One of the themes presented is the transformation of one form of energy into another. In their performance, Bojan Gagić and Miodrag Gladović transform light into sound energy. By contrast, the Evelina Domnitch and Dmitry Gelfand team carries out chemical processes in which at certain temperatures and with certain combinations of gases sound waves can be turned directly into light. This magical work brings us up close to certain phenomena in space, such as sunlight, for example. Tao G. Vrhovec Sambolec tautologically turns wind into wind, creating in an indoor space a totally artificial response to the wind outside. This is a work from a series that ultimately aims at being united into a single work recreating all the atmospheric effects of outdoor space in the interior.
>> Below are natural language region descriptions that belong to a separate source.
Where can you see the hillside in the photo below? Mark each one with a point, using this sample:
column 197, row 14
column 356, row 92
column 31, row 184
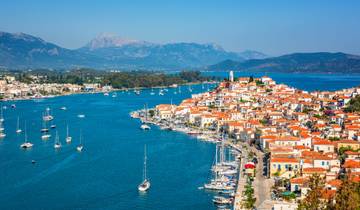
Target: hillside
column 297, row 62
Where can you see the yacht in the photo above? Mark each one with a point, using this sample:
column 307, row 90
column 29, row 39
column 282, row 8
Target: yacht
column 47, row 116
column 222, row 200
column 145, row 127
column 45, row 136
column 44, row 129
column 1, row 115
column 68, row 138
column 145, row 184
column 18, row 130
column 2, row 135
column 57, row 144
column 80, row 147
column 26, row 144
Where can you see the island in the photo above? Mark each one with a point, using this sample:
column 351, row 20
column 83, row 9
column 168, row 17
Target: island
column 294, row 149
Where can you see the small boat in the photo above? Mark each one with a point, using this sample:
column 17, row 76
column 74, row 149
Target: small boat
column 80, row 147
column 47, row 116
column 68, row 138
column 221, row 200
column 57, row 144
column 1, row 115
column 45, row 136
column 145, row 127
column 145, row 184
column 2, row 135
column 18, row 130
column 44, row 129
column 26, row 144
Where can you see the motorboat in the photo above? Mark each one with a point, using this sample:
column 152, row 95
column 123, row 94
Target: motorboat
column 145, row 184
column 145, row 127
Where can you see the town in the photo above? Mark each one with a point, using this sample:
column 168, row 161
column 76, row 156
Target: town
column 306, row 145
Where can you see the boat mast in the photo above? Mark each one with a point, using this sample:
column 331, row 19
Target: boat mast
column 67, row 130
column 25, row 134
column 144, row 175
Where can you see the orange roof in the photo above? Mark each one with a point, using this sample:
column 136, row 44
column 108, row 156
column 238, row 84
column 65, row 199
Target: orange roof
column 351, row 164
column 335, row 182
column 314, row 170
column 299, row 180
column 349, row 152
column 284, row 160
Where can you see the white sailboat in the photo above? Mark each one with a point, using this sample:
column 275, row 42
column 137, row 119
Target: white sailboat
column 68, row 137
column 45, row 136
column 44, row 129
column 145, row 184
column 57, row 144
column 47, row 116
column 18, row 130
column 80, row 147
column 1, row 115
column 26, row 143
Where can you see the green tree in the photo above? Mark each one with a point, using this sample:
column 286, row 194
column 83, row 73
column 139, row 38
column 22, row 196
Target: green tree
column 348, row 196
column 313, row 200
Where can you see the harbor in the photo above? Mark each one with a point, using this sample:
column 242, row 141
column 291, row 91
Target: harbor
column 106, row 174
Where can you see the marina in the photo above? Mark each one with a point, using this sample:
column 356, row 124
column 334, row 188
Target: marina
column 112, row 138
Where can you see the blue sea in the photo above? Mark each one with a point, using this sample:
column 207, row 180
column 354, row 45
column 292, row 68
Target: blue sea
column 106, row 174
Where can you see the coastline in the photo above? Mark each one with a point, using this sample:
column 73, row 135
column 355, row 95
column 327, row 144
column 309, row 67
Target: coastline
column 103, row 91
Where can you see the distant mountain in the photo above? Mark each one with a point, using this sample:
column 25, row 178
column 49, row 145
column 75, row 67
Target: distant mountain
column 251, row 54
column 20, row 50
column 122, row 52
column 297, row 62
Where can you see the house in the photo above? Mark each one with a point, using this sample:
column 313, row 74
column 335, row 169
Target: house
column 284, row 167
column 354, row 145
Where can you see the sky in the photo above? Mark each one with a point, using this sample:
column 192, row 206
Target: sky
column 273, row 27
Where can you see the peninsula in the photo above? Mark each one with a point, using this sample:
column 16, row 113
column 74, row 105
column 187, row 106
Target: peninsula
column 302, row 145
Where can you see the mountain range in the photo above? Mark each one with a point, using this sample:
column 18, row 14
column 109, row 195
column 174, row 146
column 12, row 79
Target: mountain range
column 20, row 51
column 323, row 62
column 107, row 51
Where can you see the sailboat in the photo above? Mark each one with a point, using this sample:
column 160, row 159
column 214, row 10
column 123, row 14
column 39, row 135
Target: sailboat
column 68, row 138
column 1, row 115
column 144, row 126
column 44, row 129
column 26, row 144
column 47, row 116
column 152, row 92
column 80, row 147
column 145, row 184
column 18, row 130
column 57, row 144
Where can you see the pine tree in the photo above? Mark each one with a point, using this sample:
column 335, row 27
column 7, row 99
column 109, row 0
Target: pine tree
column 348, row 196
column 313, row 200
As part of the festival, two performances will be held, both interesting in their own individual ways. American artist Barry Schwartz will put on for us a spectacular clash with electricity. Controlling and sometimes being controlled by high voltage electricity, Schwartz presents us with a much more directly corporeal relationship with electricity than we are used to.
HeHe, a group from Paris, puts an ecological question mark against industrial production, creating at the same time wonderful urban pictures of fluorescent colours. To date they have coloured city horizons making use of the smog in the big cities, and have infiltrated into the traffic little toy cars that let off colourful smoke bombs. In the Touch Me Festival, factory smoke will be made multi-hued.

The work that tries to anticipate the position of humanity in the near future needs mentioning. The project of Marija Knezić is optimistically oriented to the search for solutions to the problem. If the danger from radiation increases up to 2050, Marija anticipates a new cosmetic product − a patch that obviates all the consequences and actually restores energy. And unless a new Tesla is born who transforms the Earth into a gigantic dynamo that projects unlimited wireless electricity available anywhere in the world, we will have to deal with the topic of energy, its politics and economy, its use and abuse.